Adjacency is a simple way of saying “given one position, what other positions are one step away?” But you also have this built into singular numerical dimensions, like HP. 6 HP is one step away from 5 HP. Arithmetic operations provide us with a kind of adjacency over numbers. We use this all time in damage and healing amounts for different character abilities, just as we have ranges on attack and movement.

But what about status effects? They seem different. Since they’re just a bunch of separate labels, the only concept of adjacency they may possess is through turning them on and off. So you get a lot of variety out of space, a lot less out of HP, and simpler still are status effect which seem to have almost nothing to offer us.

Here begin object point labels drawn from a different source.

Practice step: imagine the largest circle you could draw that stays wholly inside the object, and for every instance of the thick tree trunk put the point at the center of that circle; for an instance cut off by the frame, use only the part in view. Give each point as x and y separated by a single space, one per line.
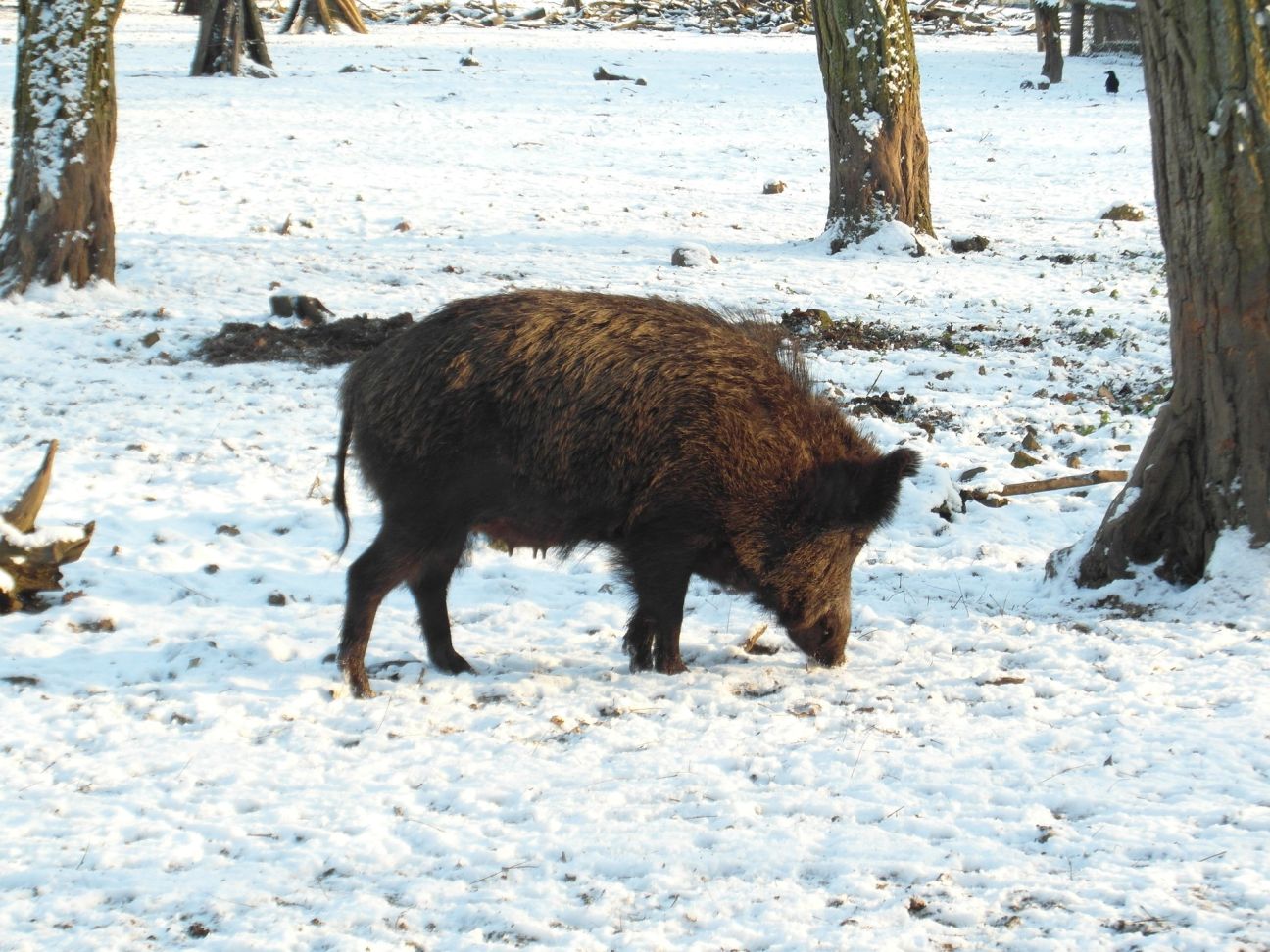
878 150
1050 38
59 221
227 29
1204 467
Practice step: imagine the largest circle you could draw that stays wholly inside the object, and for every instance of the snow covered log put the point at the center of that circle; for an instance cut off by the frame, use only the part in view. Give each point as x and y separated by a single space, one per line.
30 558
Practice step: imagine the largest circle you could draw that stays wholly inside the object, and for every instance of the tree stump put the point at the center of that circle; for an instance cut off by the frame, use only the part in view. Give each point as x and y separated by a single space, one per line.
324 13
227 29
30 560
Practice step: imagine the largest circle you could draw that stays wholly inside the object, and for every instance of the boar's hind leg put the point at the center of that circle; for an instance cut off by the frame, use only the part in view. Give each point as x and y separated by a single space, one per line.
429 593
653 635
376 573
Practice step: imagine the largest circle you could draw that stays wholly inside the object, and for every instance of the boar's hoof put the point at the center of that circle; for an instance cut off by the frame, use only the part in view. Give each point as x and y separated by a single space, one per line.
359 685
640 651
454 664
670 665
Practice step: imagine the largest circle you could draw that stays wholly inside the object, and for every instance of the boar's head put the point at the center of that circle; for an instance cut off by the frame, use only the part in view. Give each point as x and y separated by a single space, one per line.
809 579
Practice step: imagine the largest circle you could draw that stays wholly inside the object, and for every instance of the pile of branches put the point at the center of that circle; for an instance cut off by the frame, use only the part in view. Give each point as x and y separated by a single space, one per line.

Though the game’s rules tie all dimensions of game objects together in a variety of ways that end up being what is so spellbinding about games, some kinds of dimensions need more from the rules than others. The meaning of a status effect lives entirely in the realm of the rest of the game’s rules. Space and numerical dimensions have some room for different magnitudes of changes by virtue of existing mathematical relations. status effects have nothing of the sort beyond the most basic “on” and “off” transitions. The game rules, then, define all the meaningful relationships between the status effects. Being frozen in place ties into the character’s ability to act but also makes fire attacks potentially melt the frozen character and free them. Perhaps against a neutral-status character a fire attack begins burning them, instead. This kind of dynamic response isn’t built into status effects as a concept, it’s articulated entirely through game rules that are defined outside of state.

This property means status effects are the most basic kind of dimension a game can have. The simplest kind of state a game object can have merely has those same two values a typical status effect has: on or off. You can’t get any simpler, because with only one possible value, the dimension would be incapable of varying and would cease to be state, it would be some inherent unchanging property codified in the game rules.

Numerical dimensions can be defined in terms of simple dimensions by using several simple dimensions together to represent a binary number. So “on” + “off” + “on” would represent 5. This is not practical, but it shows that all state is an elaboration on the simple dimension combined in some way. Space is just two or three numerical dimensions taken together as one dimension. There’s a natural complexity progression from simple dimension to numerical dimension to spatial dimension.

We already knew that we could represent games in computer code, so what’s the point of this exercise? It’s an introduction to a simple way to represent state in game: game objects, which are logical groupings of some number of dimensions. This terminology and way of breaking down state helps us to represent games concretely and precisely, and gets us one small step towards having an objective and concise representation of game systems that we can reproducibly analyze. With such an analysis we can prove that a game has certain properties, and then we can talk about the dynamics of games systems in a precise way through talking about how these properties interact. From there, we have a stable foundation for having substantial knowledge about what designed game systems do.

In summary:

- Game state consists of game objects which consist of dimensions.
- The simplest dimension is binary: on or off. Like a status effect in an RPG.
- Numerical dimensions can be derived from binary dimensions. We do this for the convenience of using mathematical relationships to quickly articulate a wider variety of state changes. The simplest is adjacency–better known as adding or subtracting 1. Through applying adjacency multiple times in various patterns, familiar mathematical operations like multiplication and division happen.
- We can group dimensions together, creating space. There are then more complex adjacency rules relating the dimensions that comprise space.